Nel 1862 divenne consigliere della Corte dei conti, riunificata a livello nazionale, in cui restò sino al congedo (1890) con il grado di presidente di sezione. Tale incarico gli consentì, nel 1876, l'ingresso al Senato, all'indomani della rivoluzione parlamentare che aveva segnato, con l'avvento al potere della Sinistra, un più rilevante ruolo della deputazione meridionale, cui il G. era evidentemente rimasto legato. Fu membro della commissione per le Finanze (1876-78) e, probabilmente grazie alla sua posizione, ciascuno dei tre figli maschi si avviò a una brillante carriera pubblica: il primo nel mondo bancario, il secondo nell'esercito, il terzo nella diplomazia. Meritato il conferimento del titolo di cavaliere dell'Ordine dei Ss. Maurizio e Lazzaro e di quello della Corona d'Italia, con motu proprio del 28 maggio 1890 fu creato conte, con diritto di trasmissione ereditaria. Benché egli avesse presentato un'istanza in cui faceva riferimento alla nobilitazione della sua famiglia per via matrimoniale, il titolo comitale gli fu piuttosto riconosciuto in remunerazione "dei meriti e dei servigi insigni resi alla patria" (Arch. centr. dello Stato).
Morì a Roma il 24 dic. 1892 e fu commemorato in Senato, quattro giorni dopo, dal presidente D. Farini, dai colleghi G. Finali, F. Sprovieri, A. Calenda di Tavani, nonché dal ministro del Tesoro B. Grimaldi.

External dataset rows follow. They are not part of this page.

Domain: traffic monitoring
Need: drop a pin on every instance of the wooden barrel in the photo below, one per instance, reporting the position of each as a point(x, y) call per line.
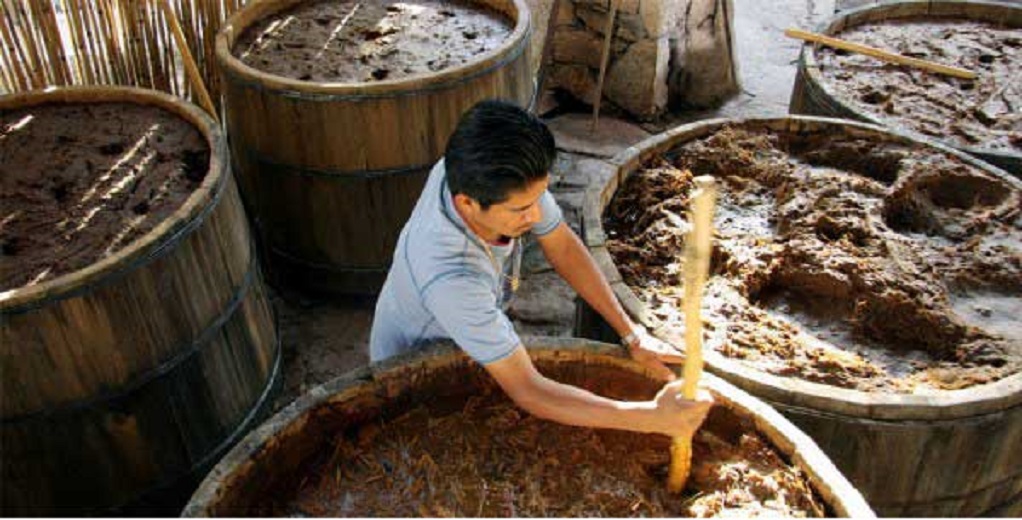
point(814, 95)
point(948, 454)
point(125, 380)
point(330, 171)
point(271, 460)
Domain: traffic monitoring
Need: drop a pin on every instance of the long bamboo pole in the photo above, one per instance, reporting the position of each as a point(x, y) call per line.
point(879, 53)
point(190, 67)
point(697, 254)
point(608, 37)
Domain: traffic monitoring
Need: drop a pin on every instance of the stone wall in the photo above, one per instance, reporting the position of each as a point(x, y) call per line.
point(646, 35)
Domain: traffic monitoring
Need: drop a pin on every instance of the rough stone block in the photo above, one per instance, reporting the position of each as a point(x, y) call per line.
point(577, 46)
point(638, 81)
point(565, 13)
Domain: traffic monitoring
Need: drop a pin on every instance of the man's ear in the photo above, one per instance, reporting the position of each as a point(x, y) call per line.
point(465, 202)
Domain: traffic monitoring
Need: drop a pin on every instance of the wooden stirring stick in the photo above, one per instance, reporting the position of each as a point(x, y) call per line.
point(879, 53)
point(697, 253)
point(190, 67)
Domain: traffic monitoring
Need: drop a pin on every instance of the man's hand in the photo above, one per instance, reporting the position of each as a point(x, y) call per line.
point(680, 417)
point(653, 353)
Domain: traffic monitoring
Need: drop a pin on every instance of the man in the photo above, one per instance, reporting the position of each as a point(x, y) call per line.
point(457, 266)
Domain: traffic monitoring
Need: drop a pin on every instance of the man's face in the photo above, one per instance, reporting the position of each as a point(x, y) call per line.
point(515, 216)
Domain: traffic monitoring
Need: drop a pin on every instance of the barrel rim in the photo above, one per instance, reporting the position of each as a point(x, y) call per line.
point(166, 231)
point(975, 400)
point(838, 493)
point(808, 65)
point(238, 22)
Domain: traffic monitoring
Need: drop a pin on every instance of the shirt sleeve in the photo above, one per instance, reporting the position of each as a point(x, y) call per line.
point(466, 309)
point(552, 216)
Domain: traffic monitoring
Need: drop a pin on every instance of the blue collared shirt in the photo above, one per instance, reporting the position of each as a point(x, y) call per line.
point(443, 283)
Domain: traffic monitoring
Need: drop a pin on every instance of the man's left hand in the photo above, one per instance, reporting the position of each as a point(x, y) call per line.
point(654, 355)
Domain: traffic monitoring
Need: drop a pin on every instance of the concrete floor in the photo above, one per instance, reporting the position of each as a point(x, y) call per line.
point(323, 339)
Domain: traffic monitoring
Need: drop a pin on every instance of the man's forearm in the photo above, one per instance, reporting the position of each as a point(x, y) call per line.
point(569, 405)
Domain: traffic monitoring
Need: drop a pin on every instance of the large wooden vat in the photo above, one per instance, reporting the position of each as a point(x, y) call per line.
point(814, 95)
point(124, 381)
point(949, 454)
point(271, 458)
point(330, 171)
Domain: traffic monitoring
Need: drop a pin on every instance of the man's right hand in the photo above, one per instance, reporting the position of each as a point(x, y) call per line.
point(678, 416)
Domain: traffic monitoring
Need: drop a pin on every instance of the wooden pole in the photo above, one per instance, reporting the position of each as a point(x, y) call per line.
point(541, 83)
point(697, 254)
point(608, 36)
point(190, 67)
point(880, 53)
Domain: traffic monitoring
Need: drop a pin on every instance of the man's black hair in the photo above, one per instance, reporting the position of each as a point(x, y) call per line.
point(497, 149)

Fonti e Bibl.: Roma, Arch. centr. dello Stato, Consulta araldica, b. 262, f. 1868; Arch. di Stato di Napoli, Alta polizia, b. 17; Prefettura di Polizia, bb. 1640 II, 1766 II, 1883, 1904, 1993; Ministero di Polizia. Gabinetto, b. 1430; G. De Sivo, Storia delle Due Sicilie dal 1847 al 1861, II, Trieste 1868, p. 172; T. Sarti, Il Parlamento subalpino e nazionale, Torino 1896, p. 510; R. De Cesare, La fine di un Regno, Città di Castello 1900, passim; G.B. Masciotta, Il Molise dalle origini ai nostri giorni, II, Napoli 1915, pp. 368 s.; A. Saladino, Il tramonto di una capitale. Napoli e la Campania nella crisi finale della monarchia borbonica, Napoli 1961, p. 61; N. Ruotolo, Uomini illustri di Sepino, Matera 1971, pp. 63-86; A. Scirocco, Il Mezzogiorno nella crisi dell'unificazione (1860-61), Napoli 1981, p. 16; C. Lodolini Tupputi, Il Parlamento napoletano del 1848-1849. Storia dell'istituto e inventario dell'archivio, Roma 1992, pp. 166, 197, 199.